Le lendemain, 28 avril, deux officiers chinois arrivèrent à bord de l’Hermès, porteurs d’un message très court enjoignant aux Anglais de décliner leur qualité et l’objet de leur visite, s’ils voulaient être admis à comparaître devant le « souverain de toutes les nations. » Ce message, sans signature et sans cachet, fut renvoyé par le plénipotentiaire qui dut en relever très vivement la forme impertinente. Enfin, le 29 avril, un chef nommé Lae vint présenter les excuses du prince, en alléguant que le message de la veille avait été rédigé par une personne ignorante des formules à employer à l’égard des « frères étrangers. » A la suite de cette apologie, qui fut jugée satisfaisante, il annonça à M. Meadows que le lendemain des palanquins et des chevaux seraient mis à la disposition de sir George Bonham, pour le conduire à la résidence des princes du Nord et de l’Est[1].

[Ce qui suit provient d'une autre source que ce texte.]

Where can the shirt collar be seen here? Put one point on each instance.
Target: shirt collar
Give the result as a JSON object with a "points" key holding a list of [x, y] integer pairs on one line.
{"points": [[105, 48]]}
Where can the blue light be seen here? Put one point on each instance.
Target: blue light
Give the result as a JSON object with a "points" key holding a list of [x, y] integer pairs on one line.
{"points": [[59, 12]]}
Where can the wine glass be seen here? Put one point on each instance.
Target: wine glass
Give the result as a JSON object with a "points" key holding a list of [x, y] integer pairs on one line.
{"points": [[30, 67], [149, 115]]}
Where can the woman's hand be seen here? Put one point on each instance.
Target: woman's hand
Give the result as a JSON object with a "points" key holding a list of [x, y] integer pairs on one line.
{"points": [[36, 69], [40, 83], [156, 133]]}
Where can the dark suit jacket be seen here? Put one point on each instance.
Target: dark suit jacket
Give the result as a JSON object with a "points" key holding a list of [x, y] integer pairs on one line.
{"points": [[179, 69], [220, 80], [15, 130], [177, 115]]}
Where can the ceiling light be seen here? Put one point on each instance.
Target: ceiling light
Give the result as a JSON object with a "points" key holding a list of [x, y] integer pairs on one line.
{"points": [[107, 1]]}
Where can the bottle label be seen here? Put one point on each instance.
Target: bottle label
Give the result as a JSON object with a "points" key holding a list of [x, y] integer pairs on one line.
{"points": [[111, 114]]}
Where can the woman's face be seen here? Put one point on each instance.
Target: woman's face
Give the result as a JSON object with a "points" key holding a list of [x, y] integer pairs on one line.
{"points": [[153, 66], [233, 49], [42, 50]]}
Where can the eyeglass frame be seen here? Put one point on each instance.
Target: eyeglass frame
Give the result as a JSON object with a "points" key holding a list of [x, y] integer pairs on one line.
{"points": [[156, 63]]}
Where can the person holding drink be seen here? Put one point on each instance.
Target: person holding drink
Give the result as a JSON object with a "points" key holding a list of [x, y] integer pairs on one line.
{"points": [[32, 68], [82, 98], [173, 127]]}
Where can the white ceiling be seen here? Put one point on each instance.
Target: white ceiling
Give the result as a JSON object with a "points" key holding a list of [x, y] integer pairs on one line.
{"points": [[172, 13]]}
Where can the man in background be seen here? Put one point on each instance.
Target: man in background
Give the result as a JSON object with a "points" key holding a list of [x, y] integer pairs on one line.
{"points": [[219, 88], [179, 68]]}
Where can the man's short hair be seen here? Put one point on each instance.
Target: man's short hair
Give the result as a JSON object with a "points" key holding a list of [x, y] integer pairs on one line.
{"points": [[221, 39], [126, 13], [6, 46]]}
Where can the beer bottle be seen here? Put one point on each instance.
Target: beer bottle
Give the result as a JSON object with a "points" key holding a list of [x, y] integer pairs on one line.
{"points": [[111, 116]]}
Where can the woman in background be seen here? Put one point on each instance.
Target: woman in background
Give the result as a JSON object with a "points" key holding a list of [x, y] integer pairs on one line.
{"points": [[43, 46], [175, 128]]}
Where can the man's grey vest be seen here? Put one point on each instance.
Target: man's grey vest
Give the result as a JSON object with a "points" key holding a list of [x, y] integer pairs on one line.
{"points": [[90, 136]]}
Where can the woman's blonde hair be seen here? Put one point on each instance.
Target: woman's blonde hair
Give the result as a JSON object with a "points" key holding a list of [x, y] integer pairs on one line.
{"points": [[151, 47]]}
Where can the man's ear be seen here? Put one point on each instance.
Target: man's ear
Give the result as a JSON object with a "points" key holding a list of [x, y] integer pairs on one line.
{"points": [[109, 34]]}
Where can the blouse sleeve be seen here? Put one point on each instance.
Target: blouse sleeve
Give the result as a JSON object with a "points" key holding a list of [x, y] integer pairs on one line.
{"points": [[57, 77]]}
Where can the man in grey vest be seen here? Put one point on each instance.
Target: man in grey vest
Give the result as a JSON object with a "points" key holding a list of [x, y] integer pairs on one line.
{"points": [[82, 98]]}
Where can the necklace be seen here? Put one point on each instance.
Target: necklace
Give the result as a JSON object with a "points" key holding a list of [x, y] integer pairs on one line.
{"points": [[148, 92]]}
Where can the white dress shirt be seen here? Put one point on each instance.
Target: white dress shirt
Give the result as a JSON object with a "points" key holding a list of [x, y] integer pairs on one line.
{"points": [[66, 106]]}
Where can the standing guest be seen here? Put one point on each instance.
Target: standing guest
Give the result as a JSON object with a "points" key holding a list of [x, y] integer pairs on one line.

Jusqu’alors tous les pourparlers avec les rebelles avaient eu lieu par l’entremise de M. Meadows et de M. Frederick Harvey, secrétaire du plénipotentiaire britannique. Sir George s’était tenu en quelque sorte derrière ce rideau; il ne se montrait pas plus que l’invisible Taï-ping, et il se souciait peu de compromettre sa dignité avec ces princes des quatre points cardinaux, dont l’origine et le caractère semblaient assez suspects. Toute réflexion faite, il se décida à ne point se rendre à l’entrevue qu’il avait le premier sollicitée; il s’excusa « sur le mauvais temps et sur d’autres causes, » et se l)orna à adresser aux chefs des insurgés une longue lettre dans laquelle, après avoir rappelé les termes du traité de Nankin, l’ouverture des cinq ports, la cession de Hong-kong, etc., il confirma les précédentes déclarations de M. Meadows sur la neutralité des Anglais. Cette dépêche se terminait ainsi : « Notre intention est de demeurer complétement neutres dans le

  1. Taï-ping a pour lieutenans quatre princes qui s’intitulent : prince du Nord, — du Sud, — de l’Est, — de l’Ouest, — et un prince adjoint.